Since ALS is such a variable process, individual
patients may require unique combinations of interventions.
ALS and the End of Life
At present it can be surmised that the current
guidelines, if strictly applied, will pose
a significant obstacle to hospice admission
for ALS patients. However, despite the potential
difficulties posed by the present Medicare
criteria, it has been our experience that Philadelphia
area hospices are willing to accept ALS patients
whom we have deemed hospice appropriate.
References
1.Rowland, L.P. and N.A. Shneider,
Amyotrophic lateral sclerosis. [see comments.].
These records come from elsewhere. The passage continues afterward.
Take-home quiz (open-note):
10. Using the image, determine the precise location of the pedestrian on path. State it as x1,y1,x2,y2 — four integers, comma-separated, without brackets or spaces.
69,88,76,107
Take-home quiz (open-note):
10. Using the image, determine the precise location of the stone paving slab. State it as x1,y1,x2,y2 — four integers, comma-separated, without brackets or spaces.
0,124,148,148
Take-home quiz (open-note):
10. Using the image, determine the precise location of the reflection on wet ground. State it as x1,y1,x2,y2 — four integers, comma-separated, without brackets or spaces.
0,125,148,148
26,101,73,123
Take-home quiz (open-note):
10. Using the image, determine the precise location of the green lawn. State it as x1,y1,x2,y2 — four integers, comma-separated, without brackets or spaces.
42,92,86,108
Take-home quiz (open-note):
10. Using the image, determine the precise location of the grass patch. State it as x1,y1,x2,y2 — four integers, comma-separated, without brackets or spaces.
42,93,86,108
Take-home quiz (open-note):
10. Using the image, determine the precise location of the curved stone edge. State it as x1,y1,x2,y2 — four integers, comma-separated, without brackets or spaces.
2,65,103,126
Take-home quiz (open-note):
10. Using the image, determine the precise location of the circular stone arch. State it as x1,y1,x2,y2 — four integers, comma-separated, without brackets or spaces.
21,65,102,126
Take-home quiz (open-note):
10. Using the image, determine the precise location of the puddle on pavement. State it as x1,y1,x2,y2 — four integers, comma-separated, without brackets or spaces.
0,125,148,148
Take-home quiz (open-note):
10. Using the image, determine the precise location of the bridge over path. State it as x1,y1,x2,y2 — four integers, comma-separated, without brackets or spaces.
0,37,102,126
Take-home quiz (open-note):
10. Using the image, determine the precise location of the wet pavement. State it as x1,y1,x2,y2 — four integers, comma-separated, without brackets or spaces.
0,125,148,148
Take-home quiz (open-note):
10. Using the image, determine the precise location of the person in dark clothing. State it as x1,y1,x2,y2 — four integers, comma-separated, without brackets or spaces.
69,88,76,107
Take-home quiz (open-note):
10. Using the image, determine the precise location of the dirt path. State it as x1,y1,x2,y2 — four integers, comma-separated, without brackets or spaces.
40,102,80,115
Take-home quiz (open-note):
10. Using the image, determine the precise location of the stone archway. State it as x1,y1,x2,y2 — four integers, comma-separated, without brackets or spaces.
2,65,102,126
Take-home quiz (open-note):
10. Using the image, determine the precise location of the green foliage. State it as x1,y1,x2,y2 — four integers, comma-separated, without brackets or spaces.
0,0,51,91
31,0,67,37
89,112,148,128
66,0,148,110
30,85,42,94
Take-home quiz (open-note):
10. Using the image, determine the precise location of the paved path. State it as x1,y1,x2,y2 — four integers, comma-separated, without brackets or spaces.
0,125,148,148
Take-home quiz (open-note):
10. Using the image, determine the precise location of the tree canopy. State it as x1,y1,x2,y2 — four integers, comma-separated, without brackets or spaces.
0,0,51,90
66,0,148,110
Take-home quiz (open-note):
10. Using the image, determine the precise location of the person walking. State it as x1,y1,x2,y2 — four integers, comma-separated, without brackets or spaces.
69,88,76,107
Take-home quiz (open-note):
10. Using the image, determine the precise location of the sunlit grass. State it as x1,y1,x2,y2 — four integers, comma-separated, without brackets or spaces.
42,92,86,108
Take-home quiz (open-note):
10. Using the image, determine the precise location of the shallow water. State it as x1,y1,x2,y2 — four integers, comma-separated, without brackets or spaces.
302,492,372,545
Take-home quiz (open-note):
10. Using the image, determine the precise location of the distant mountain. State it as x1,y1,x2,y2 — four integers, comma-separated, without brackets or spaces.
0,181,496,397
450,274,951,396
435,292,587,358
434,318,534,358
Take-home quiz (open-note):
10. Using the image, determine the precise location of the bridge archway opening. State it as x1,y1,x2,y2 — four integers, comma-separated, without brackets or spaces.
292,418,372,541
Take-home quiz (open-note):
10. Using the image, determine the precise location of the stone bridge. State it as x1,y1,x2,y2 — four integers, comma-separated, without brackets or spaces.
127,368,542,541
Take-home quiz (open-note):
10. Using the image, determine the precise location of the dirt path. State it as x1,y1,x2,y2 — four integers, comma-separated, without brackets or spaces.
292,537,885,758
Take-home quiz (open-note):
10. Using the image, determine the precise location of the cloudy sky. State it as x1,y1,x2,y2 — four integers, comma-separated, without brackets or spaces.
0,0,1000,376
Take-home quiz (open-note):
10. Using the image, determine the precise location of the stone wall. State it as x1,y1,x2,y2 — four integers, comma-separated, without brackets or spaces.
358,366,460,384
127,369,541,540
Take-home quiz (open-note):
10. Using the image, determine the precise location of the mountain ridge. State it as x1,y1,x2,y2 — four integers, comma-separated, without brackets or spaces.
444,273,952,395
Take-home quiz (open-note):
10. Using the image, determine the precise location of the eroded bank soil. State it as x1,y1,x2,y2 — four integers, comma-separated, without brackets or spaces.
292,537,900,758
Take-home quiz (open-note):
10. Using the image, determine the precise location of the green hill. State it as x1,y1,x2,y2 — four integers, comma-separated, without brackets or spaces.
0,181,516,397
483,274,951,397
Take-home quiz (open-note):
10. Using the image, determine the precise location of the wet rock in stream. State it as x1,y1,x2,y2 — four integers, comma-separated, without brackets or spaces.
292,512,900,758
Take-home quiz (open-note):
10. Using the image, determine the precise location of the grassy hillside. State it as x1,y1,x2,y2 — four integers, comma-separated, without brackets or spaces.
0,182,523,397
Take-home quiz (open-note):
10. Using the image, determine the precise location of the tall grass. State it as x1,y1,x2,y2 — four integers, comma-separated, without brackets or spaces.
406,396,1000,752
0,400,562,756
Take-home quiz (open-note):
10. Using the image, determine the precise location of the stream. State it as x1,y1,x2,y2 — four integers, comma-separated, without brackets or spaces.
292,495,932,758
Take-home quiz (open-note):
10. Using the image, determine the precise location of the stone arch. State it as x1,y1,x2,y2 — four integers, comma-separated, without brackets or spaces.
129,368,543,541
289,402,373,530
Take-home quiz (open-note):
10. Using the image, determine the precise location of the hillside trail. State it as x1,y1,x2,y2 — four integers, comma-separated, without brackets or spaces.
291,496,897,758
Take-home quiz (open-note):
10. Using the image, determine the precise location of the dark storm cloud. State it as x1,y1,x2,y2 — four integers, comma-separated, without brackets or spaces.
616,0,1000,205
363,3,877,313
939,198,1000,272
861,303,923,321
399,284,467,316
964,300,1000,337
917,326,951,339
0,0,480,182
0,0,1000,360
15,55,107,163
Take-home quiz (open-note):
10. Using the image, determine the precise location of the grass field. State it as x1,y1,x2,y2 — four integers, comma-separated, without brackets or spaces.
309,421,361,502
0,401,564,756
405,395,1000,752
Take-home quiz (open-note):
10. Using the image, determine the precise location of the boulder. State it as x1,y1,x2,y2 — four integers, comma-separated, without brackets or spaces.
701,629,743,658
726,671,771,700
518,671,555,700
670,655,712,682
[Review] [148 refs]. New England Journal of
Medicine. 2001 May 31;344(22):1688-700.
2.Bradley,W.G., et al., Current management
of ALS: comparison of the ALS CARE Database
and the AAN Practice Parameter. The American
Academy of Neurology. Neurology. 2001 Aug
14;57(3):500-4.
3.Mandler, R.N., et al., The ALS Patient
Care Database: insights into end-of-life
care in ALS. Amyotrophic Lateral Sclerosis & Other
Motor Neuron Disorders. 2001 Dec;2(4):203-8.
4.Carter, G.T., et al., Expanding the role
of hospice care in amyotrophic lateral sclerosis.
[see comments.]. [Review] [22 refs]. American
Journal of Hospice & Palliative Care.
1999 Nov-Dec;16(6):707-10.
5.Ganzini, L., W.S. Johnston, and M.J. Silveira,
The final month of life in patients with
ALS. Neurology. 2002 Aug 13;59(3):428-31.